Tutti NON sappiamo che i SOLDI NON SONO
L’ECONOMIA: possono migliorarla o peggiorarla.
In particolare, nel “sapere comune” e perfino
nell’inconscio collettivo, è particolarmente distorta
la relazione fra MONETE e BENI DI SCAMBIO
MONETE A DOPPIO… TAGLIO
Bisogna prendere consapevolezza profonda che:
Nelle società “tradizionali” prima si creano i beni che
poi si scambiano con altri beni (o con monete)
Nelle società moderne:
1)prima si creano monete e poi si spera che esse
creino beni e servizi reali.
2)la moneta è “creata dal nulla” e non ha alcun
valore intrinseco;
3)la moneta “spesa bene” CREA BENI REALI;
4)la moneta “spesa male” DISTRUGGE BENI REALI.
MONETA = SCOMMESSA
Che ci piaccia o no, dobbiamo prendere profonda
consapevolezza che l’intera economia occidentale
è basata sull’ANTICIPAZIONE MONETARIA:
PRIMA STAMPIAMO MONETE e POI SPERIAMO CHE
ESSE SOSTENGANO L’ECONOMIA PRODUTTIVA
L’intera economia occidentale è basata sul CREDITO
MONETARIO: se ben riposto esso CREA beni e
servizi, se mal riposto esso diventa un DEBITO
COLLETTIVO (per non parlare del brigantaggio
finanziario legalizzato…)
MONETE A DOPPIO… TAGLIO (cont.)
Da sempre l’umanità è abituata PRIMA a creare
coltelli, e POI a controllare che essi vengano usati per
tagliare patate invece che gole umane…
E’ assolutamente necessaria ed urgente una
rivoluzione culturale che insegni a considerare le
MONETE come COLTELLI, sul cui impiego POSITIVO
o NEGATIVO ogni singolo cittadino e la società
organizzata deve esercitare il massimo controllo.
Servizio economico pubblico
Ogni cittadino è il primo depositario e il primo
responsabile di diritti/doveri, fra i quali:
-salute;
-educazione;
-autonomia economica.
Lo Stato sostiene il cittadino attraverso:
-sistema sanitario;
-sistema scolastico;
-sistema bancario.
Servizio economico pubblico
Poiché il SERVIZIO ECONOMICO, che sia gestito da
privati o no, è un SERVIZIO PUBBLICO, il cittadino
deve abituarsi a concepirlo come un qualsiasi altro
SERVIZIO PUBBLICO (EDUCAZIONE, SANITA’, etc.).
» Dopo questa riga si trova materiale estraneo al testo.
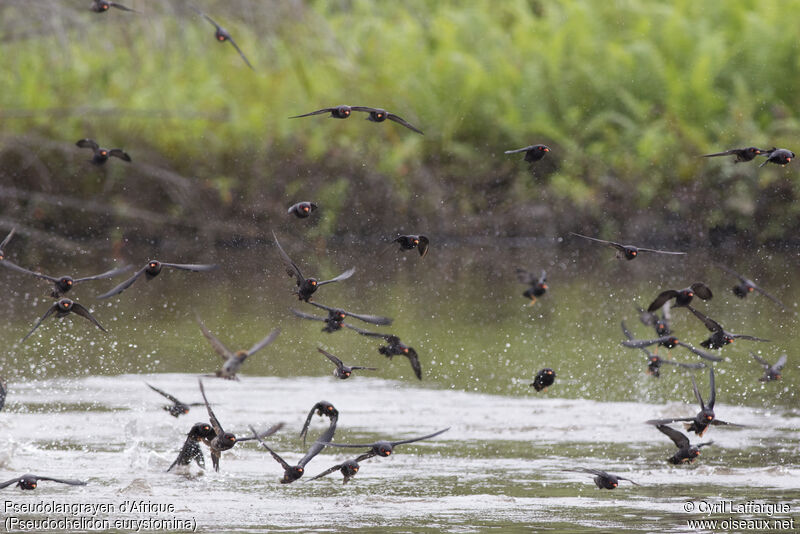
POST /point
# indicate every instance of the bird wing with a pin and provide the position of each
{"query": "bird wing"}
(414, 359)
(291, 267)
(47, 314)
(703, 354)
(400, 120)
(711, 324)
(107, 274)
(344, 276)
(264, 342)
(396, 443)
(15, 267)
(164, 393)
(119, 153)
(336, 361)
(124, 285)
(678, 438)
(662, 299)
(214, 422)
(220, 349)
(88, 143)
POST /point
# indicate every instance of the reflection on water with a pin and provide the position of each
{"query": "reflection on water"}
(77, 406)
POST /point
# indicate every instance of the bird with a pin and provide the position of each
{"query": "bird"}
(292, 473)
(101, 6)
(686, 452)
(152, 269)
(719, 337)
(602, 479)
(628, 252)
(411, 242)
(383, 448)
(64, 283)
(747, 286)
(233, 360)
(394, 347)
(337, 112)
(222, 35)
(654, 361)
(778, 156)
(380, 115)
(682, 296)
(705, 417)
(538, 285)
(177, 408)
(191, 446)
(29, 481)
(771, 372)
(222, 441)
(5, 242)
(306, 286)
(302, 210)
(668, 342)
(101, 155)
(61, 308)
(742, 154)
(532, 153)
(323, 409)
(343, 371)
(348, 468)
(544, 379)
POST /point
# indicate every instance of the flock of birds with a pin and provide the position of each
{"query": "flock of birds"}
(218, 440)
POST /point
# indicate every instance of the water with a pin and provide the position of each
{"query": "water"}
(78, 407)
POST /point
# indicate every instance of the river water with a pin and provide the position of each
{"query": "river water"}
(78, 406)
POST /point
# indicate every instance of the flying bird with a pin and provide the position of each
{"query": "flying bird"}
(64, 283)
(101, 6)
(306, 286)
(719, 336)
(380, 115)
(742, 154)
(177, 408)
(628, 252)
(383, 448)
(544, 379)
(538, 286)
(61, 308)
(222, 35)
(5, 242)
(687, 453)
(532, 153)
(705, 417)
(771, 372)
(602, 479)
(778, 156)
(343, 371)
(101, 155)
(683, 297)
(29, 481)
(394, 347)
(302, 210)
(747, 286)
(152, 269)
(233, 360)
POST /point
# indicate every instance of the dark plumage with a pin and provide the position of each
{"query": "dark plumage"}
(64, 283)
(628, 252)
(152, 269)
(222, 35)
(61, 308)
(306, 286)
(101, 155)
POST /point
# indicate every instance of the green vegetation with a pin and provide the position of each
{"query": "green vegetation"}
(628, 94)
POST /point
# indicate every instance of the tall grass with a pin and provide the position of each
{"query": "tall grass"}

Un OSPEDALE, privato o pubblico che sia, è sottoposto a
rigoroso controllo dai cittadini prima ancora che dalla Legge
Una SCUOLA, privata o pubblica che sia, è sottoposta a
rigoroso controllo dai cittadini prima ancora che dalla Legge
… e perché mai una BANCA non dovrebbe sottostare al
medesimo controllo ?
ASL: Aziende per lo Sviluppo Locale
Analogamente alla Salute, lo Sviluppo economico è
un bene individuale e collettivo di primaria
importanza. Proviamo a tutelarlo come la salute?
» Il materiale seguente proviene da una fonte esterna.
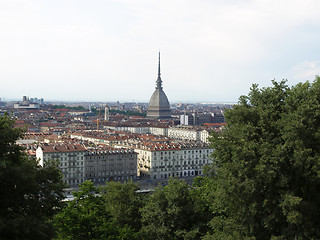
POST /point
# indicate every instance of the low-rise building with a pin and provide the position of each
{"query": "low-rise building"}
(110, 165)
(71, 159)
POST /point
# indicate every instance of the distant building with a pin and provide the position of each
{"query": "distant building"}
(71, 160)
(26, 104)
(110, 165)
(159, 106)
(164, 161)
(106, 113)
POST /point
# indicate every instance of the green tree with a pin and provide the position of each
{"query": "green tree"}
(84, 217)
(29, 194)
(111, 213)
(123, 203)
(268, 165)
(170, 213)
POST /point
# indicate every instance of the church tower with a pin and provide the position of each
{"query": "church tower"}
(106, 113)
(159, 106)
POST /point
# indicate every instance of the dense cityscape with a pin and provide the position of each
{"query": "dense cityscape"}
(103, 138)
(116, 141)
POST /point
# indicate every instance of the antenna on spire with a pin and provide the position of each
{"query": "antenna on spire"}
(159, 81)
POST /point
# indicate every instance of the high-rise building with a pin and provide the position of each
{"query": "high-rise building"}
(159, 106)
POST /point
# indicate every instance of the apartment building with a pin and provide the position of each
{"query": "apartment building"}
(110, 165)
(71, 159)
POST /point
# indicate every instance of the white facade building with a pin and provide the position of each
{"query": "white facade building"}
(161, 164)
(71, 160)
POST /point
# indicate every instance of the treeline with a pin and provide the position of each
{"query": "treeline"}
(119, 211)
(264, 183)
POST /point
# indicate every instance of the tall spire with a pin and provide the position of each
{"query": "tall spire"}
(159, 81)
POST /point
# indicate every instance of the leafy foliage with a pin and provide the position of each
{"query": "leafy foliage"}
(30, 194)
(101, 214)
(172, 213)
(268, 177)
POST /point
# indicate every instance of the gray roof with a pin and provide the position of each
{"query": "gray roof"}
(159, 106)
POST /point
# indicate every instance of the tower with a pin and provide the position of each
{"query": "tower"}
(159, 106)
(106, 113)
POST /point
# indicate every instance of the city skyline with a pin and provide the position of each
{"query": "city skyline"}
(107, 50)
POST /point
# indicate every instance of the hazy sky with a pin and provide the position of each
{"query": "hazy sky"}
(107, 50)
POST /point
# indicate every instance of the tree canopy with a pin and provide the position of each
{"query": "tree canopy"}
(30, 194)
(268, 165)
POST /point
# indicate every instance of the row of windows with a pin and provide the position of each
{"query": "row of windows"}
(184, 152)
(119, 178)
(178, 174)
1) Operazione culturale di vasta e lunga portata con
obiettivo: riappropriarsi dell’economia;
2) ASEL: Aziende per lo Sviluppo Economico Locale;
3) Le Banche come “cliniche per la promozione e la
tutela della salute economica”: nodi della rete
economica che promuovono le transazioni
economiche “sane” e bloccano quelle “malate”.
Imprese “sane”
Qualsiasi attività umana che riscuota consenso
sociale (produzione di beni tangibili, servizi sociali o
ambientali, creazioni artistiche, etc.) è una IMPRESA
SANA, ECONOMICAMENTE POSITIVA, e come tale
deve ricevere dalla BANCA un CREDITO MONETARIO
adeguato a farla nascere e a svilupparsi.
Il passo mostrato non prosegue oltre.